Eu bati muito em Paulo Bracks. Muito mesmo. Em Pedro Daniel, menos, mas também fiz críticas. Questionei escolhas, velocidade no mercado, prioridades e, principalmente, se o Atlético conseguiria construir um elenco capaz de competir em alto nível durante uma temporada tão exigente.
Por isso, da mesma maneira que me senti confortável para criticar quando entendia que o trabalho não era bom, preciso ter a mesma tranquilidade para escrever agora: Paulo Bracks, Pedro Daniel e o departamento de futebol do Atlético fizeram um bom trabalho em 2026.
É uma mea-culpa.
E os resultados, hoje, permitem dizer isso sem qualquer favor.

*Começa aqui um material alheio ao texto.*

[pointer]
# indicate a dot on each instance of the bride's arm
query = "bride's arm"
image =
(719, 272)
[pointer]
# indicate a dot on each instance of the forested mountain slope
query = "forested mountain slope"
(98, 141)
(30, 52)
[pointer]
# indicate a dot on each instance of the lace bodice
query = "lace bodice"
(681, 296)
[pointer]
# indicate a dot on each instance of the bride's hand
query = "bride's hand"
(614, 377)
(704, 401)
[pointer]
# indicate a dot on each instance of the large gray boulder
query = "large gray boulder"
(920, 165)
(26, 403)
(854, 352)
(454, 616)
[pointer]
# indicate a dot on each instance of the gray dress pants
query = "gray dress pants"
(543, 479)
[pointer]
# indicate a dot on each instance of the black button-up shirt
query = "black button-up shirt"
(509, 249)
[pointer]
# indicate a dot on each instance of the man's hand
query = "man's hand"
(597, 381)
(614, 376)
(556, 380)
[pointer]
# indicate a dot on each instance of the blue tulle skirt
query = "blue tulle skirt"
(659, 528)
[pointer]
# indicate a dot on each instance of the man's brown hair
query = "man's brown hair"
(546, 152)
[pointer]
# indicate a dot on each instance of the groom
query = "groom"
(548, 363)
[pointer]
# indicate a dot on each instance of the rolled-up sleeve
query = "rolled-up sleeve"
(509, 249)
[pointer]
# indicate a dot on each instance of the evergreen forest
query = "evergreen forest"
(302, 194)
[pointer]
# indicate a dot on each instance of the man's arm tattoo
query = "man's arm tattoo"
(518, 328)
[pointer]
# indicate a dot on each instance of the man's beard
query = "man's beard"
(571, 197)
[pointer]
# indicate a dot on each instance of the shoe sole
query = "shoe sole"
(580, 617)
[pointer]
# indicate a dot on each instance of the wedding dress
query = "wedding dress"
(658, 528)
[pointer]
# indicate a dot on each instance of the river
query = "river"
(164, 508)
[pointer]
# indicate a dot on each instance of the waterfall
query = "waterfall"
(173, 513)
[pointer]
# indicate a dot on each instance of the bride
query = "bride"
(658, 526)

A primeira janela começou a construir este Atlético
A reformulação foi profunda. O próprio Bracks explicou em março que a primeira janela teve sete movimentações: Renan Lodi, Maycon, Victor Hugo, Alan Minda, Ângelo Preciado, Mateo Cassierra e Tomás Pérez. Naquele momento, o dirigente já destacava Lodi, Maycon e Victor Hugo como jogadores que haviam rapidamente ocupado espaço importante no time.
O que parecia uma janela apenas promissora passou, com o tempo, a entregar resultado.
Renan Lodi talvez seja um dos exemplos mais evidentes. Virou uma peça de enorme importância técnica e ofensiva. Até o fim de agosto, já acumulava cinco gols e três assistências na temporada.
Maycon deu peso, experiência e qualidade ao meio-campo. Também apareceu ofensivamente e marcou, inclusive, no empate que confirmou o Atlético nas quartas da Sul-Americana contra o Red Bull Bragantino.
Victor Hugo cresceu dentro do time e protagonizou um dos momentos mais importantes da temporada: marcou o gol de empate na virada sobre o Cruzeiro que colocou o Atlético na semifinal da Copa do Brasil.
Alan Minda já justificou sua contratação em noites grandes. Foi dele o gol no último lance contra o Juventude que classificou o Galo na Copa do Brasil. Até o fim de agosto, somava quatro gols e duas assistências em 2026.
Tomás Pérez foi ganhando espaço, mostrando intensidade e uma versatilidade que chegou ao ponto de ser utilizado até na construção da linha defensiva contra o Vitória. Preciado, por sua vez, aumentou o nível das opções do elenco e já teve partidas importantes quando acionado.
E sobra Cassierra.
Talvez seja o único nome daquela primeira janela sobre o qual eu ainda não consigo dizer que vingou completamente.
Mas até aqui é importante fazer uma ponderação. Ele tem cinco gols e duas assistências na temporada. O problema é que atravessou um longo jejum — chegou a 14 partidas sem marcar — justamente em um período no qual o time cresceu muito.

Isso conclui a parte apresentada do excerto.